Items thirteen and fourteen .are for under-estimates of the engineer, and amount to the very considerable sum of $26,000 in round numbers. The auditor does not find any such under-estimates; but does find that in consequence of the manner, in which it was requisite to do the work, to prevent the quicksand running into the pit, by filling in earth and gravel upon the bed of the road, which the auditor finds was the most economical mode of making the road bed keep in form, the plaintiffs incurred expense to the amount of $3,000 more than it would cost to make the same excavation without this precaution. The plaintiffs, when informed of this order of of the engineer, by the resident engineer of the section, told him they should not consent to do the work, in that mode, without extra compensation, and the resident engineer assured them that they should receive such extra compensation. But the auditor finds he had no authority to bind the company, by any such promise, as we have already considered in a former part of this opinion. And the plaintiffs took no steps to perfect any claim for such extra allowance, according to the terms of the written contract, and the engineer when the claim was presented, decided against it. This seems to bring the claim within the rules laid down by us in regard to some of the former items of this account.

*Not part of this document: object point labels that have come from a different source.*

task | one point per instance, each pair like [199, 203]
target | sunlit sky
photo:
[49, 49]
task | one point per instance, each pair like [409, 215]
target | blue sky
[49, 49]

The case of Thayer v. this defendant, 24 Vt. 440, is precisely *140in point as to this last item. The assistant engineer there told the plaintiff “ He should have his pay for it; the company would pay him for the sameand so is the decision in Herrick’s case. This disposes of all the questions arising in the case. Judgment reversed and judgment for the smallest sum reported by the auditor except for the item of bridge abutments, for which the plaintiffs are entitled to the largest sum reported.

No copy of the exceptions in the county court was furnised, and I cannot see that any question in regard to the taxation of costs was reserved. Upon the brief of one of the counsel allusion is made to such a question, but it could not be revised here, unless it appears, by the exceptions in the county court, to have been passed upon by that court and ordered to come here for revision.